Consider a sequence $(s_1, ..., s_k)$, and we have it sorted in decreasing order $(\tilde{s}_1, ..., \tilde{s}_k)= (\sigma(s_1), ..., \sigma(s_k))$.
Define $k_{\max} = \max \left( \max_i \left( s_i - s_{i+1} \right), 0\right) $ and $k_{\max \text{sorted}} = \max \left( \max_i \left( \tilde{s}_i - \tilde{s}_{i+1} \right), 0\right) $ be the maximal decrease in consecutive elements.
Intuitively, $k_{\max \text{sorted}} < k_{\max} $. Any ideas how to prove it? (and how big is the gap between them?)
This isn't true. For instance, suppose your original sequence is in increasing order. Then $k_\max=0$, but $k_{\max \text{sorted}}>0$ unless all the terms are equal.

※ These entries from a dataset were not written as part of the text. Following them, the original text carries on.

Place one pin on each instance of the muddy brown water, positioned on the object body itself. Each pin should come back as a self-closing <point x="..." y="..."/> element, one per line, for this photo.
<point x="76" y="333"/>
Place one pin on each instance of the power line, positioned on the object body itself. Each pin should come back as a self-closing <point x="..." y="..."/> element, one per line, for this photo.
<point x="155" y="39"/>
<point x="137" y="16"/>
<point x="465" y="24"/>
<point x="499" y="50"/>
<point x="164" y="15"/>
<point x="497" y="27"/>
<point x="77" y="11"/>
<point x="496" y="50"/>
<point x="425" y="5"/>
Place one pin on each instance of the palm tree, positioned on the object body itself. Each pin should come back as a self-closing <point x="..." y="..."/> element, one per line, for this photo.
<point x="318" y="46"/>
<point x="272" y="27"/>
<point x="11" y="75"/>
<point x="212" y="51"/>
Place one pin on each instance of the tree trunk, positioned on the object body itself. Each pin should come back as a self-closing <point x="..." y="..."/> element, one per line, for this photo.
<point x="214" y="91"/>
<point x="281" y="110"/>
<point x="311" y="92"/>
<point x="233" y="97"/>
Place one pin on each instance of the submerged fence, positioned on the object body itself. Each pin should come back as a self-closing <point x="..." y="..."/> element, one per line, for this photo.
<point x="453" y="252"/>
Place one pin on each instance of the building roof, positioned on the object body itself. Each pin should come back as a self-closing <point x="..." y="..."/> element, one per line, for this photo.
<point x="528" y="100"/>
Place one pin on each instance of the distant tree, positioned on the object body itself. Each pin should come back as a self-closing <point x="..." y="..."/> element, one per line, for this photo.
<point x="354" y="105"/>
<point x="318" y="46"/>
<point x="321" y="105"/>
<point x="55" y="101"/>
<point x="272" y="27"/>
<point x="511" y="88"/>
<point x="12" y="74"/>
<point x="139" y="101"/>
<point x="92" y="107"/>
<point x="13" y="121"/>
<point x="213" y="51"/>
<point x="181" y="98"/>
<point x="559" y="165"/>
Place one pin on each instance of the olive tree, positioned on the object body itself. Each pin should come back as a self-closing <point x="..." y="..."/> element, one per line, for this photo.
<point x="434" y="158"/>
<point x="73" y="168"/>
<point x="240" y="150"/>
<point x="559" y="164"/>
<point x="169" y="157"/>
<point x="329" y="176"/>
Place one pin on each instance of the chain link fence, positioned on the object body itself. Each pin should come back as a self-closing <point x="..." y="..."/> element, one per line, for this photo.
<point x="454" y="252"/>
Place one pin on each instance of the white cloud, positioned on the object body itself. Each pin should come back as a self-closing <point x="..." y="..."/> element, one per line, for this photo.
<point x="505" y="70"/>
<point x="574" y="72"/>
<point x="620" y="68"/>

However, it is true (with a $\leq$ instead of $<$) if you assume either the first or the last number is already sorted, i.e. either $s_1=\tilde{s}_1$ or $s_k=\tilde{s}_k$. Let us suppose $s_k=\tilde{s}_k$; the other case is similar. Suppose that $k_{\max \text{sorted}}=\tilde{s}_i-\tilde{s}_{i+1}>0$, and $\tilde{s}_i=s_j$. Let $m$ be maximal such that $s_m\geq s_j$. Note that $j\leq m<k$, since $s_k=\tilde{s}_k<\tilde{s}_i=s_j$. By maximality of $m$, $s_{m+1}<s_j$. Since $\tilde{s}_{i+1}$ comes immediately after $\tilde{s}_i$ in the sorted sequence, this means that $s_{m+1}\leq \tilde{s}_{i+1}$. Thus $s_m-s_{m+1}\geq s_j-\tilde{s}_{i+1}=\tilde{s}_i-\tilde{s}_{i+1}=k_{\max \text{sorted}}$. We conclude that $k_\max\geq s_m-s_{m+1}\geq k_{\max \text{sorted}}$.